Riunione regionale Anpi ad Enna

Enna. Per la prima volta le ANPI siciliane nate o rinate negli ultimi anni, si sono riunite presso la Cgil ennese, presenti le delegazioni delle nove province siciliane. C’è stato un ampio dibattito che ha confermato le linee guida per l’azione dell’associazione, stabilite al congresso di Torino e l’impegno affinché ci sia un radicamento capillare dell’Anpi, che è sempre più il luogo dove la memoria si trasforma nell’impegno concreto di migliaia di antifascisti anche nelle battaglie del presente come ad esempio gli ultimi Referendum del 12 e 13 Giugno.

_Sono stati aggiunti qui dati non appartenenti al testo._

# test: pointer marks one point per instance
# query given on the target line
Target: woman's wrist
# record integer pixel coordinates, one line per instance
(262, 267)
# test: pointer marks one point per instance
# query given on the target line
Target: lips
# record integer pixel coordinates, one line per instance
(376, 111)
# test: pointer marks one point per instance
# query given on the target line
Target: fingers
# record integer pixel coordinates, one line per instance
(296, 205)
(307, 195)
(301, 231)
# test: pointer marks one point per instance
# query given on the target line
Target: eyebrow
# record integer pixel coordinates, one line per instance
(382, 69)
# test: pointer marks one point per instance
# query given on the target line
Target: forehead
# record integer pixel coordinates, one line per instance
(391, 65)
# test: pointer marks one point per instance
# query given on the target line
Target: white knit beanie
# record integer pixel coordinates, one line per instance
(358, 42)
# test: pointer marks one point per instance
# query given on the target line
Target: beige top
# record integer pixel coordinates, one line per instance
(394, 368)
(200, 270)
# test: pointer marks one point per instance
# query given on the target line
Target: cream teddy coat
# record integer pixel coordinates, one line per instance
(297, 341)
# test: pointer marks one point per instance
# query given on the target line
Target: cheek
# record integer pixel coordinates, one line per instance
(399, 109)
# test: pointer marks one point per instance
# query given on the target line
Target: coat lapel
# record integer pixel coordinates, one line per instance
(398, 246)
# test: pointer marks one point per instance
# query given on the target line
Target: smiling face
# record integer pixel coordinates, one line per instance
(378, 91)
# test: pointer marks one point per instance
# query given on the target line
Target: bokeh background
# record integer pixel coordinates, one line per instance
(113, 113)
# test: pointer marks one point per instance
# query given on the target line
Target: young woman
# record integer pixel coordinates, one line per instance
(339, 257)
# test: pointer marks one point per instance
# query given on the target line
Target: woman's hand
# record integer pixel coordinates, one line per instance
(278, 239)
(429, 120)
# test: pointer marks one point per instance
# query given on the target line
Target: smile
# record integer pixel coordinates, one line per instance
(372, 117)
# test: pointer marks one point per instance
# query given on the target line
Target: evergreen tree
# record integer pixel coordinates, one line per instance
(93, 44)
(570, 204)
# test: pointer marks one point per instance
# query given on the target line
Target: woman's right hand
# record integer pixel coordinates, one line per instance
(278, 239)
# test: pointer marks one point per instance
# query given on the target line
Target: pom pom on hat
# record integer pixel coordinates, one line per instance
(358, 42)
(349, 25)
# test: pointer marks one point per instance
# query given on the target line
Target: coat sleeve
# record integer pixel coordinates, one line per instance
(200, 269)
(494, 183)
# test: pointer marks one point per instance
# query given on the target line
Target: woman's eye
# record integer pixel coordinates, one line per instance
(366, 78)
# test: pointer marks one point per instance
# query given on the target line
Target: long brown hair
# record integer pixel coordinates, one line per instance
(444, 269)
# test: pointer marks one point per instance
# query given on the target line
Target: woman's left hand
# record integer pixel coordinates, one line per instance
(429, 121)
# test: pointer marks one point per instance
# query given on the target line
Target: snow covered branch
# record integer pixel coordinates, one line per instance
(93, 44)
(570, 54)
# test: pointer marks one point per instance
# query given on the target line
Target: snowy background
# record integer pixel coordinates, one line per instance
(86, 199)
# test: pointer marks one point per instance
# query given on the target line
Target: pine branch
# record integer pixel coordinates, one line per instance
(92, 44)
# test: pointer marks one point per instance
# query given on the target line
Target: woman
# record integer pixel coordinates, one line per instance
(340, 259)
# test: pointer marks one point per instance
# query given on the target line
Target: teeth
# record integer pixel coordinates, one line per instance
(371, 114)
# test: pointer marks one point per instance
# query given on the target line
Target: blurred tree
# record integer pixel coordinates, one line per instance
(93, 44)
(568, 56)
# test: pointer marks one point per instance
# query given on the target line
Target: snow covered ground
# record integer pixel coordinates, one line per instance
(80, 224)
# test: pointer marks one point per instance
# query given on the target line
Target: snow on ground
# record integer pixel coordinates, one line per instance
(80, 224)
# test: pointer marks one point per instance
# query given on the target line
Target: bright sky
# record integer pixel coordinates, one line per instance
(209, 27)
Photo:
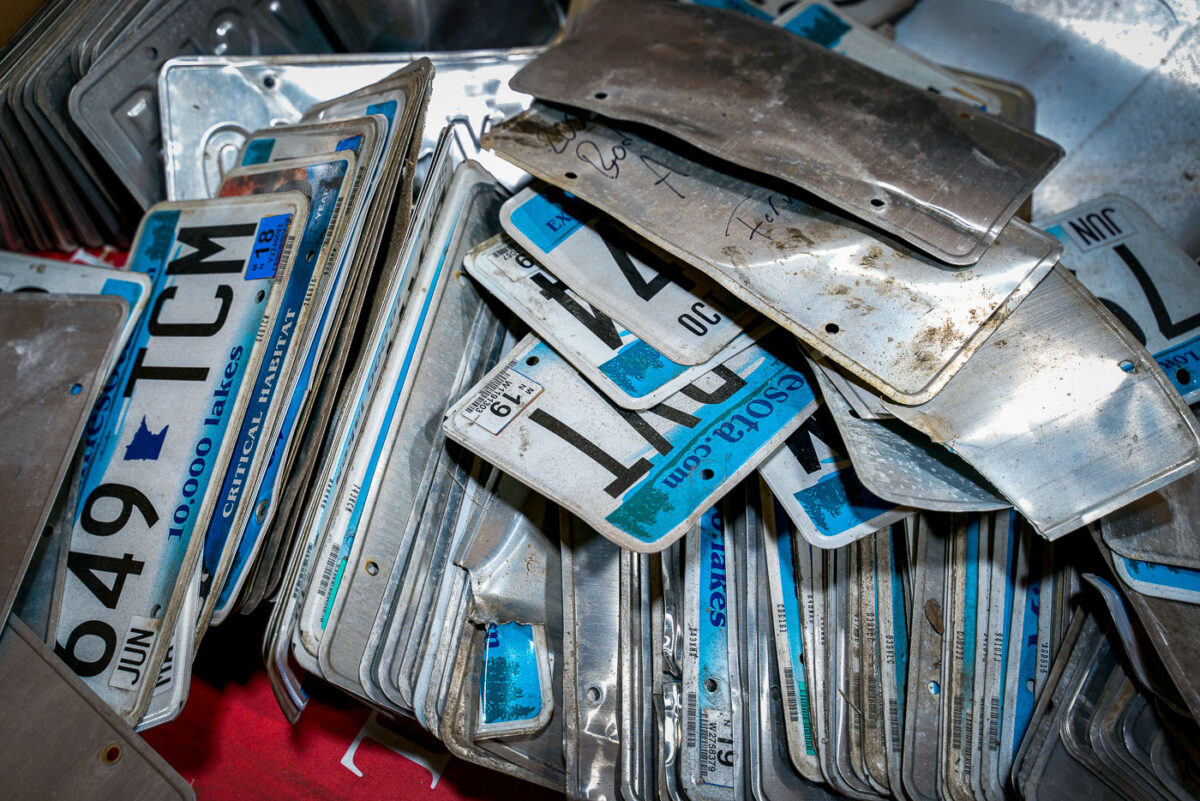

Un’ANPI Siciliana impegnata in molteplici iniziative organizzate con sempre maggiore frequenza nei territori e che darà battaglia anche nel prossimo futuro contro la legge elettorale vigente, che nega ai cittadini il diritto fondamentale di scegliere il proprio rappresentante in Parlamento, perché sulla Libia sia al più presto ridata parola alla diplomazia facendo tacendo le armi. Inoltre, come specifico compito siciliano, l’assemblea ha assunto l’impegno di valorizzare il contributo, spesso taciuto, del Sud alla Resistenza e alla lotta di Liberazione oltre che con la partecipazione di molti militari del sud che entrarono nelle formazioni partigiane arrivando a volte a ruoli di vertice, anche con episodi, che seppur puntuali e localizzati, possono essere definiti di vera e propria Resistenza (gli scioperi del Febbraio ’43 e dell’8 marzo a Palermo, la rivolta di Mascalucia dell’agosto ’43 .In conclusione dei lavori l’assemblea ha
votato la costituzione del coordinamento regionale e ha eletto come coordinatore regionale Ottavio Terranova (presidente ANPI provinciale di Palermo e membro del Comitato Nazionale).